1.    This part is easy peasy.  Make sure your water is 68 degrees.  This is VERY important because like I said earlier, water that is too hot or too cold could damage or completely ruin your film.  I usually let the water run into a cup with a thermometer in it. When the thermometer reads 68 degrees you’re ready to rinse.
2.    Most people suggest filling your tank with water, shaking it for about five minutes to make sure all of that fixer comes off, emptying the tank and then letting it run under 68 degree water for 20 minutes.  I usually take the tank filled with water put the lid on and give it a shake every five minutes for a few minutes, dump the water, then let it sit under the faucet with water running for five minutes. Use a timer so you don’t have to do too much guessing.
3.    Your negatives are almost ready!!

1.    Before you unreel your negatives dump the whole reel into a container with some kind of “wetting agent” in it.  Photo Flo (what I use) is a magical formula that helps keep your negatives from scratching or streaking.  It also promotes even drying.  Basically it’s awesome.  One bottle should last your entire life.  You can store it for quite a while and it dilutes 1 part Photo Flo to 200 parts water!
2.    I have a large measuring cup that fits two film reels perfectly and has a lid for storage (!).  Drop your reel into the wetting agent you’re using for one minute.
3.    After a minute (use that timer!) grab your reels and you are ready to take the film off the reel!!!


1.    Shake off the as much wetting agent as you can and then gently pull your film off the reel.  Try to make sure it doesn’t touch anything and that you are doing this in a generally dust free area so dust doesn't stick to your negatives. 
2.    Place the negatives between your pointer and middle fingers to wipe off excess wetting agent.  Do this gently, as not to scratch or smudge your film.
3.    Hang your film up to dry! I use a laundry mobile looking thing to dry my negatives.  If you have photo clips put them at the bottom of your negative to weigh it down a bit.  This helps the film from curving and clinging to other film.  If you don’t have negative clips- just add a clothes pin or two to the bottom of your negative.
4.    Let your negatives dry for at least 4 hours but 8 hours is what is most recommended. 

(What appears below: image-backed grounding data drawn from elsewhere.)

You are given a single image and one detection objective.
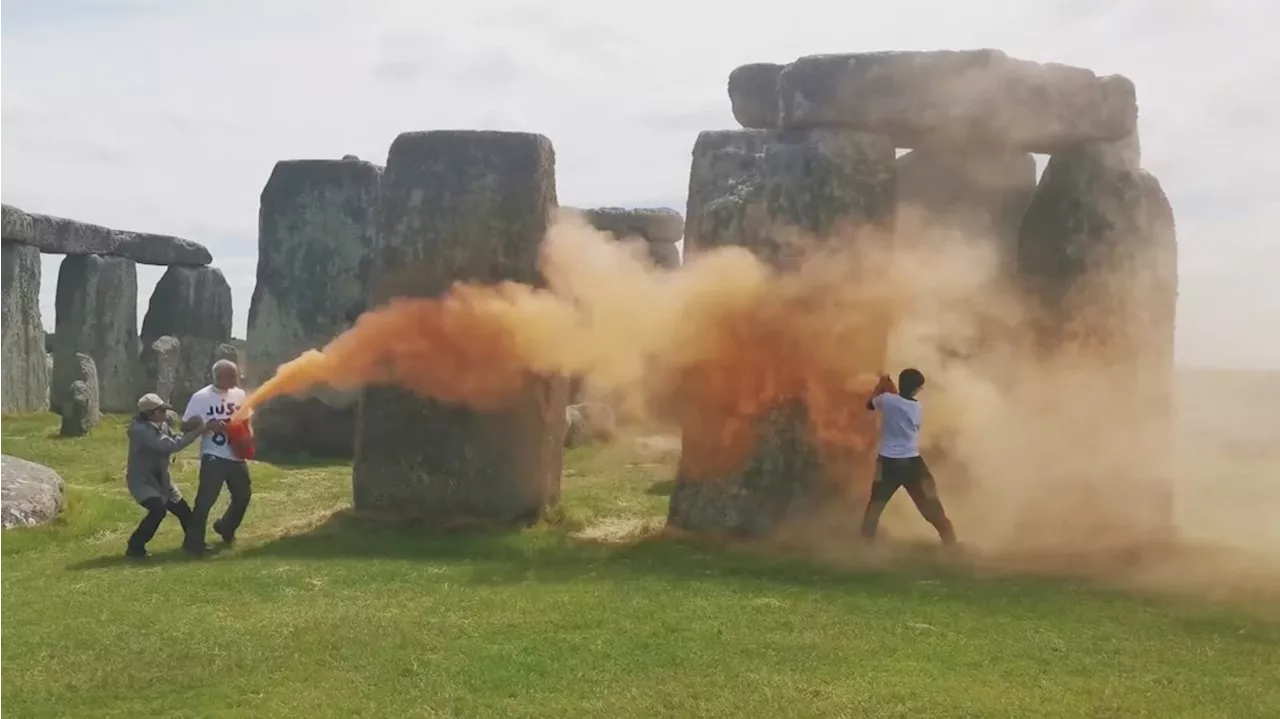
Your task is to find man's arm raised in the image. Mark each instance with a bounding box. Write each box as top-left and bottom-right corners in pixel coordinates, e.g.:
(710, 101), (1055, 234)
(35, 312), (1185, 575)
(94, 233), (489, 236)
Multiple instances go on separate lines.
(866, 373), (897, 411)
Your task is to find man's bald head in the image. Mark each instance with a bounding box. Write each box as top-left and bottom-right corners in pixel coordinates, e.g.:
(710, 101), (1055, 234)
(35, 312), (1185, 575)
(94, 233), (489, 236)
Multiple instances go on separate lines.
(212, 359), (240, 390)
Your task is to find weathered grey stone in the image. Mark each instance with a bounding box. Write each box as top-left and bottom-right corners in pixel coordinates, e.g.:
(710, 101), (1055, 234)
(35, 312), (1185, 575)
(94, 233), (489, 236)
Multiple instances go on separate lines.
(60, 352), (101, 436)
(0, 204), (212, 266)
(648, 240), (681, 270)
(728, 63), (783, 129)
(1015, 142), (1175, 545)
(668, 401), (826, 537)
(1, 455), (65, 529)
(579, 206), (684, 268)
(1017, 137), (1146, 330)
(564, 402), (617, 448)
(671, 128), (896, 536)
(139, 335), (181, 403)
(53, 254), (138, 413)
(247, 158), (381, 458)
(684, 128), (897, 262)
(353, 130), (568, 523)
(896, 147), (1037, 268)
(142, 266), (232, 342)
(2, 241), (50, 412)
(2, 204), (34, 241)
(733, 50), (1138, 153)
(580, 207), (684, 244)
(140, 266), (233, 411)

            When your negatives are all dry grab a negative sleeve to store them in.  Carefully cut your negatives about five frames per cut.  Holding them up to the light helps or if you have something that can act like a light table that is also extremely helpful.  Try to always handle your negatives only by the sides and never directly touching the surface.  The grease on our fingers easily shows up on negatives and it’s never very pretty and can sometimes be hard to get off so try to avoid it if you can.  I use a microfiber cloth to lightly wipe my negatives and scanning bed before scanning.  I’ve had mine for about 6 years and it works like a charm.  Just keep it in the sleeve it comes in and you should be good to go.

You’re all done!!! Now you can either scan your negatives or make a print in the darkroom! 


  1. i am wanting to come over and just GO through the steps with you. it's been... 20 years? since i've been in a dark room or developed my own negatives. i am intrigued though!

  2. I know it seems intimidating but if you just read over the steps first to get a feel for it and then do it as you go you'll find it's really not super crazy hard! If you're ever in Chicago I would be more than happy to re teach ya!

  3. I'd love to try this one day! Thanks for such an informative post, I will link to it on my weekend links! :)

  4. Thank you Andrea. If you end up using the tutorial, please let me know how your rolls come out. It's really not as difficult as it may seem just easy steps once you do it one time :)

  5. I'm keeping this in my bookmarks. As of last week, I'm enrolled in a darkroom class and when it ends, I'll need to develop my b&w negatives on my own, so thank you!